Question 2: Toutes les normes harmonisées applicables sont-elles entièrement appliquées ?
Section intitulée « Question 2: Toutes les normes harmonisées applicables sont-elles entièrement appliquées ? »C'est la question centrale pour la RED. La présomption de conformité ne s'invoque que si toutes les exigences essentielles applicables au produit sont couvertes par des normes harmonisées effectivement appliquées dans le dossier. Une norme partiellement appliquée, par exemple parce qu'elle ne couvre pas une modulation spécifique du produit, laisse une lacune que seul un organisme notifié peut combler.
→ Si oui : module A possible. Continuer à la question 3.
→ Si non : module A1 partiel (pour les essais non couverts) ou module B+C (pour les exigences non couvertes par une norme du tout).
Question 3: Ai-je un intérêt stratégique à passer par un organisme notifié ?
Section intitulée « Question 3: Ai-je un intérêt stratégique à passer par un organisme notifié ? »Trois raisons légitimes de choisir volontairement l'ON :
- Réduction du risque juridique sur un produit innovant ou complexe, un certificat de type ne déplace pas la responsabilité, mais il atteste qu'un tiers compétent a validé la conception. En cas de litige, l'argumentaire est plus solide.
- Crédibilité B2B, les acheteurs industriels, les constructeurs automobiles, les grands intégrateurs apprécient (parfois exigent) un certificat de type comme document d'appel d'offres.

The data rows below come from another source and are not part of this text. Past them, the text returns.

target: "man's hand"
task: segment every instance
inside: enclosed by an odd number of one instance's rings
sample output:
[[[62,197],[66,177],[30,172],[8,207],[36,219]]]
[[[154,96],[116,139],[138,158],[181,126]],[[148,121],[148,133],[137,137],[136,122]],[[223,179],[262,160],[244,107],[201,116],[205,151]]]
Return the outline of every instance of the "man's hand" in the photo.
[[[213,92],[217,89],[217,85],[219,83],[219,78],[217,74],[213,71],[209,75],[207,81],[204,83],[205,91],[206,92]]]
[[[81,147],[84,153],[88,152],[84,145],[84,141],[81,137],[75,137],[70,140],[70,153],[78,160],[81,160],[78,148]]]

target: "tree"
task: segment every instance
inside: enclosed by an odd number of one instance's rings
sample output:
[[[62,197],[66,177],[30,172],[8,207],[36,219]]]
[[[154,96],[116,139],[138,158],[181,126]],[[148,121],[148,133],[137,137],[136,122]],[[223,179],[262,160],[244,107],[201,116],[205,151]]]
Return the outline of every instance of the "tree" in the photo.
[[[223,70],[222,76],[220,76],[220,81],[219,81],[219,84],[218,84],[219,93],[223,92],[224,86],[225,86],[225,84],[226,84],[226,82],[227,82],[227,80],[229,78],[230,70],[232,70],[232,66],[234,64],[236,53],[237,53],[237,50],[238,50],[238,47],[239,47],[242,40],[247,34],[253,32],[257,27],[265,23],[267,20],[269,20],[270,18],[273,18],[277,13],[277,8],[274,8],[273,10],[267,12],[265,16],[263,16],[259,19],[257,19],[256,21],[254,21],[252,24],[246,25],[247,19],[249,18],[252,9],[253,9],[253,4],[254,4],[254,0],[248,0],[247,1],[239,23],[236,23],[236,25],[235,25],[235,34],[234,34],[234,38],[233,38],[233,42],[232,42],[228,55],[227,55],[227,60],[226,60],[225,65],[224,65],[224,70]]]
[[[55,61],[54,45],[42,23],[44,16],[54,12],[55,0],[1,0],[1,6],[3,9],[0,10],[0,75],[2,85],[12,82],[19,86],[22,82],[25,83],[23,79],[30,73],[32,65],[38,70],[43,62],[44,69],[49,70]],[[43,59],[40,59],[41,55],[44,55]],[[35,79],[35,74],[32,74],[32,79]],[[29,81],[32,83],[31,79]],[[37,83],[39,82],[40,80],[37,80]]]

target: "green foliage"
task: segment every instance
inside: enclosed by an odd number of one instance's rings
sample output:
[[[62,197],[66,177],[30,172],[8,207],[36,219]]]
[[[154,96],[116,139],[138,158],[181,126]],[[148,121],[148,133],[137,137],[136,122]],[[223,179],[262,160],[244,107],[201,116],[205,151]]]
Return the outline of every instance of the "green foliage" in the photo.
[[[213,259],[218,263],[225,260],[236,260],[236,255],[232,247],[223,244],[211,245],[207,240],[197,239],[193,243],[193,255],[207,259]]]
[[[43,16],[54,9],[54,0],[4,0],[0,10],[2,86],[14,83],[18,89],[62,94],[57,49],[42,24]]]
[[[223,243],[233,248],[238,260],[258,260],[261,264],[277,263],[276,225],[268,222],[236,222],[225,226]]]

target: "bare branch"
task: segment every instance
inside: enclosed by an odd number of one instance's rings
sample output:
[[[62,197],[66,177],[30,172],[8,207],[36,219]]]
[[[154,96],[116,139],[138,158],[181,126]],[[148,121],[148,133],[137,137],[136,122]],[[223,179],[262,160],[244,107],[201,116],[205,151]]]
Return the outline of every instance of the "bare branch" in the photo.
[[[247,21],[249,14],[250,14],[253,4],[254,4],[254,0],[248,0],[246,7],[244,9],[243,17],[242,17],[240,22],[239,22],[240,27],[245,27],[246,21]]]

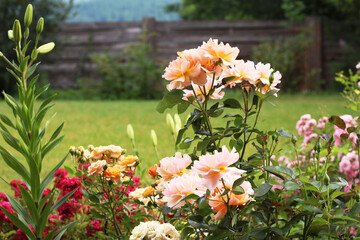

C'est un coût d'entrée à un marché premium.
- Préparation à l'export, certains marchés tiers (Suisse, Royaume-Uni, Émirats, Singapour) acceptent le certificat d'examen UE de type comme document d'entrée. Cela réduit le coût total de la certification multi-régionale.
→ Si oui : module B+C ou H (selon le volume et la maturité qualité).
→ Si non : module A, voie la plus rapide et la moins coûteuse.
Question 4 (spécifique RED 3.3): Quel niveau d'assurance cybersécurité est requis ?
Section intitulée « Question 4 (spécifique RED 3.3): Quel niveau d'assurance cybersécurité est requis ? »L'article 3.3(d), (e), (f) de la RED est entré en application le 1er août 2025. Le niveau d'assurance dépend de la nature du produit et de son exposition au risque.
| Niveau d'assurance | Module recommandé | Cas typique |
|---|---|---|
| Basic | Module A avec EN 18031 | IoT grand public standard |
| Substantial | Module B (examen tiers) | Produits B2B, traitement de données personnelles |
| High | Module B + évaluation tiers spécialisée | Produits critiques, infrastructures |
Coût-bénéfice de chaque module
Section intitulée « Coût-bénéfice de chaque module »Le tableau suivant donne des ordres de grandeur de coût et de délai pour un produit électronique de complexité moyenne. Les fourchettes varient fortement selon l'ON, la portée et la complexité.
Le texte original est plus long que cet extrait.